Editorial La Prensa: Bemoles de la unidad

En el discurso opositor se dice con insistencia, que la unidad total de la oposición es indispensable para derrotar a la dictadura en unas eventuales elecciones libres, limpias y observadas.

Sin embargo, por diversas razones de fondo y superficiales que van desde intereses políticos y personales hasta prejuicios ideológicos y desconfianzas por antecedentes históricos, es muy difícil lograr esa unidad que procuran —o dicen procurar— todos los opositores al régimen opresor de Daniel Ortega.

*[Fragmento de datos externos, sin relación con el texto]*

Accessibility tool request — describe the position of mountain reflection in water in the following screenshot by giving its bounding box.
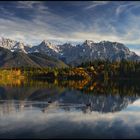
[0,81,140,138]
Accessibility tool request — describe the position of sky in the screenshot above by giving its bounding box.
[0,1,140,54]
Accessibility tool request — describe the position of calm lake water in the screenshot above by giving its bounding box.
[0,82,140,138]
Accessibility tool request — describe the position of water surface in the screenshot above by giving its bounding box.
[0,82,140,138]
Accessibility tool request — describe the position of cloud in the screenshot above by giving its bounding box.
[0,1,140,54]
[84,1,109,10]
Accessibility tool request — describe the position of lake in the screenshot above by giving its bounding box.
[0,81,140,138]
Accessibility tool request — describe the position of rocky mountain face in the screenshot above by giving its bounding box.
[0,38,140,65]
[0,37,31,53]
[0,47,67,68]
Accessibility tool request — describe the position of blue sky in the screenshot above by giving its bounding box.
[0,1,140,54]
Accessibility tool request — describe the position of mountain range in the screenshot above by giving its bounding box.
[0,37,140,67]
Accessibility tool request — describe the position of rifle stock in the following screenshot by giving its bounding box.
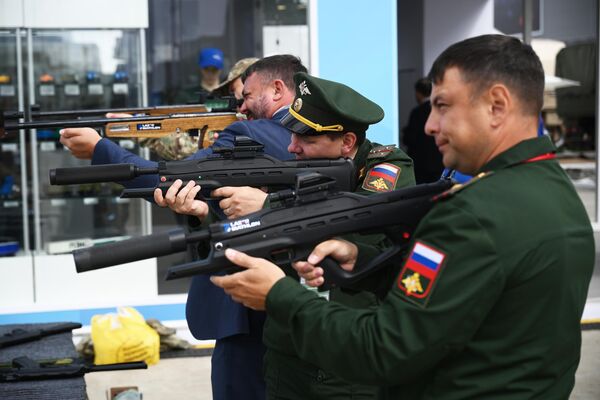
[73,180,452,285]
[50,138,355,199]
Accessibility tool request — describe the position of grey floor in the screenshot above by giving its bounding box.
[85,330,600,400]
[85,179,600,400]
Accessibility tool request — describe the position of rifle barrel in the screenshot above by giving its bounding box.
[50,164,158,185]
[73,229,210,272]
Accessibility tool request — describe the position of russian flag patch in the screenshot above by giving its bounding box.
[398,241,446,306]
[362,163,401,192]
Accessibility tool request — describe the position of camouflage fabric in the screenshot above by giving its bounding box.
[138,131,217,161]
[139,132,198,161]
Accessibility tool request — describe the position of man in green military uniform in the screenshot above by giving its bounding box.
[157,72,415,399]
[211,35,595,399]
[264,73,415,400]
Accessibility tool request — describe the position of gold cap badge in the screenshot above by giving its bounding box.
[292,98,302,112]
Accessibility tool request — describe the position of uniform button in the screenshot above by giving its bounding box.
[317,370,325,383]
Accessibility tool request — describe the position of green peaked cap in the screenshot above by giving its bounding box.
[281,72,384,135]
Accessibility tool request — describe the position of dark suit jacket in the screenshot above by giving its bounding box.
[402,100,444,183]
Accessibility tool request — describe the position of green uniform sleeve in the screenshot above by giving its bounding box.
[264,204,505,385]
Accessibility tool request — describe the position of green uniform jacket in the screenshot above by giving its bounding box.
[264,137,595,400]
[264,140,415,400]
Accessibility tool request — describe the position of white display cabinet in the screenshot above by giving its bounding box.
[0,0,158,311]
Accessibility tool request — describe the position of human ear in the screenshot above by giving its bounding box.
[342,132,358,157]
[273,79,284,101]
[488,84,513,127]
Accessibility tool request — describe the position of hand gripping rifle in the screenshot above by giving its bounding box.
[0,99,237,148]
[0,357,148,382]
[50,136,355,199]
[73,174,452,286]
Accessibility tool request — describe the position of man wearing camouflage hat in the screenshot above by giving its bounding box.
[212,57,258,100]
[162,72,415,399]
[140,58,258,160]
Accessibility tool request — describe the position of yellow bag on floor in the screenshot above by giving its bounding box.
[92,307,160,365]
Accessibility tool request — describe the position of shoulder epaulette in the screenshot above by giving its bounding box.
[367,144,396,158]
[433,171,494,201]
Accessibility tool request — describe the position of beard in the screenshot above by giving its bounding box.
[246,96,271,119]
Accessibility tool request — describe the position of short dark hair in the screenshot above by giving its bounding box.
[428,35,544,116]
[327,130,367,147]
[242,54,307,92]
[415,78,431,97]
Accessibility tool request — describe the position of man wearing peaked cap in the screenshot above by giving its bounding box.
[212,35,596,400]
[281,72,414,192]
[264,73,415,400]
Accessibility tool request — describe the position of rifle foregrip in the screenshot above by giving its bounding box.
[73,229,187,272]
[50,164,137,185]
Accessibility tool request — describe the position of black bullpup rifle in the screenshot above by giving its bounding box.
[73,173,452,286]
[0,357,148,382]
[50,136,355,199]
[0,97,237,148]
[0,322,81,349]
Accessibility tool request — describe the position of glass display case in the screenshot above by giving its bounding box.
[0,29,29,256]
[0,28,157,308]
[28,29,145,254]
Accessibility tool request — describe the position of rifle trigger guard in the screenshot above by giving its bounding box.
[321,244,404,290]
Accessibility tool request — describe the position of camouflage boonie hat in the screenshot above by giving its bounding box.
[213,57,258,95]
[281,72,384,135]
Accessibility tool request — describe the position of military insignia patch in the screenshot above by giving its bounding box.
[362,163,401,192]
[298,81,311,96]
[292,97,302,112]
[398,241,446,307]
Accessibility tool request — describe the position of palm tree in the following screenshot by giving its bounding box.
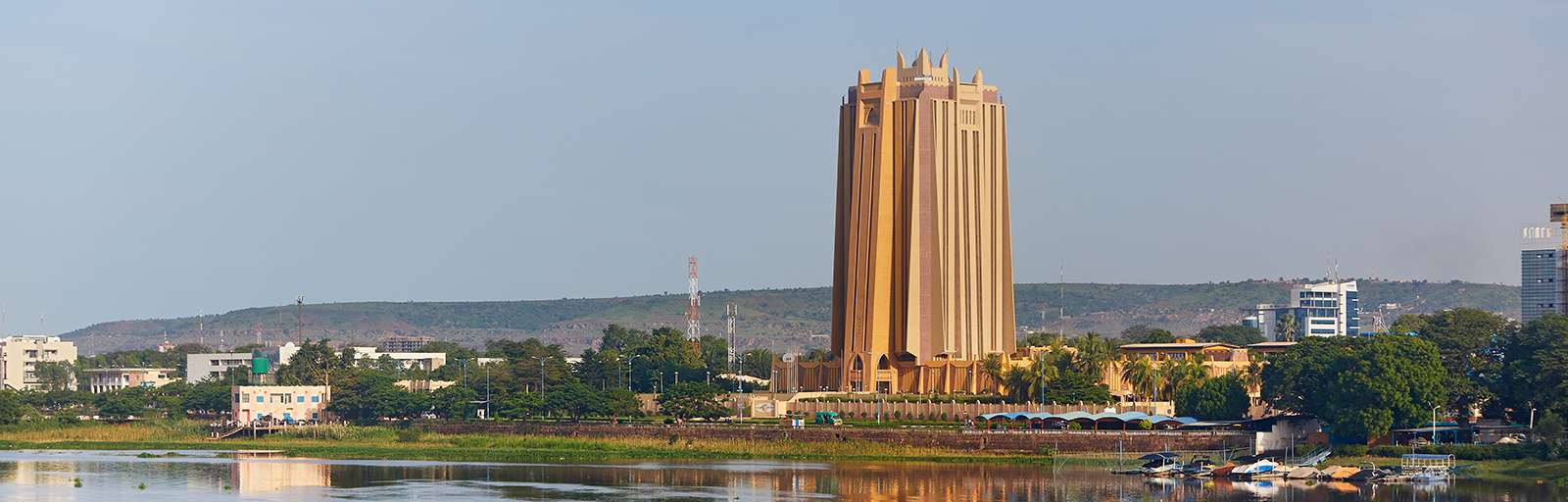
[1121,358,1160,397]
[1072,331,1116,382]
[1275,314,1301,342]
[1242,361,1264,392]
[980,355,1002,392]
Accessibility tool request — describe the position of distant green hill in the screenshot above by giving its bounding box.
[63,280,1519,355]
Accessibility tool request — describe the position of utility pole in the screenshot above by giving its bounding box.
[295,296,304,347]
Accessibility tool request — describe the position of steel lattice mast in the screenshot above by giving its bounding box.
[687,256,703,343]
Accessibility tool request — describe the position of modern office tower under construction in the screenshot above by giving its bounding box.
[1519,204,1568,322]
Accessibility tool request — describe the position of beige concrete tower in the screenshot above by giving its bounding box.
[817,49,1014,392]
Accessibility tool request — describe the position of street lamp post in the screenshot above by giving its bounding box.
[529,356,555,402]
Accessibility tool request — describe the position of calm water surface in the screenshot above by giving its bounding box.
[0,450,1568,502]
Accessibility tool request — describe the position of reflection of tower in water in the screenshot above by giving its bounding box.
[230,460,332,492]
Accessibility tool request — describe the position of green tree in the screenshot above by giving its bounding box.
[429,386,483,419]
[1121,325,1176,343]
[99,387,146,421]
[1072,327,1131,382]
[654,381,729,421]
[696,334,729,375]
[1174,374,1251,421]
[276,339,355,386]
[980,355,1005,394]
[599,325,648,353]
[1262,334,1445,439]
[0,389,22,426]
[572,347,625,389]
[326,371,429,424]
[594,389,643,424]
[1198,325,1268,347]
[1390,308,1519,419]
[632,327,708,390]
[1492,312,1568,422]
[544,382,601,422]
[497,394,544,419]
[1046,372,1111,405]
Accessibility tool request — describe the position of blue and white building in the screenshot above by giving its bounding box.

Esa dificultad ha quedado a la vista a comienzos de año, con la elección de los miembros del Consejo Político de la Unidad Nacional Azul y Blanco (UNAB) que fue anunciada como un paso de gran importancia hacia la gran unidad de la oposición. Pero al menos en apariencia, el resultado de ese evento no ha confirmado la previsión unitaria.

A pesar de los esfuerzos que hicieron los dirigentes de la UNAB por organizar una elección interna intachable, al final el procedimiento resultó complicado. Y, como ocurre siempre que se elige a líderes en un movimiento compuesto por personas de distintas ideologías, aspiraciones y caracteres, algunos quedaron insatisfechos con el resultado y se retiraron del movimiento.

Pero además la Alianza Cívica y la UNAB anunciaron su separación y que funcionarán por separado, aunque reiterando su coincidencia en el objetivo común de derrotar a la dictadura y el interés de unirse en una gran alianza, cuando llegue momento de hacerlo.

No son fracturas irreparables, solo accidentes en un camino lleno de dificultades. Pero no se puede negar que es frustrante para quienes conciben la unidad opositora y las formas de lucha política de manera idealista; y es regocijante para la dictadura.

Cabe señalar que al mismo tiempo que la oposición enfrenta estas dificultades en el avance hacia la deseada unidad, dos de los líderes más prominentes de la Iglesia católica han hecho vehementes llamados unitarios, no desde una posición política partidista, que no es lo suyo, sino desde la perspectiva pastoral que es la que corresponde a los religiosos.

En Managua, el cardenal Leopoldo Brenes llamó “a los que tienen influencia social y política” a que “dejen de descalificarse” unos a otros. Según monseñor Brenes hay una “fiebre presidencialista” cuando “lo importante es consolidar una unidad de nación”.

Y en Matagalpa, el obispo Rolando Álvarez declaró que el país “no necesita disputa, discordias ni trifulcas”. “La unidad ya empezó en el pueblo” —aseguró— y “lo que quiere es recibir de parte de grupos sociales, políticos y económicos, un mensaje de unidad”.

Los dirigentes de la oposición social y política deberían atender el mensaje de los obispos, por el bien supremo de Nicaragua. Con madurez política y buena voluntad se puede vencer todas las dificultades para formar la gran alianza democrática, por muy complejas que sean o parezcan.

No es necesario ni es posible que se unan en una sola organización, habiendo tantas diferencias. Lo que deberían hacer es agruparse en bloques por afinidades, y cuando sea el momento, formar una sola coalición electoral para hacer frente a la dictadura y derrotarla.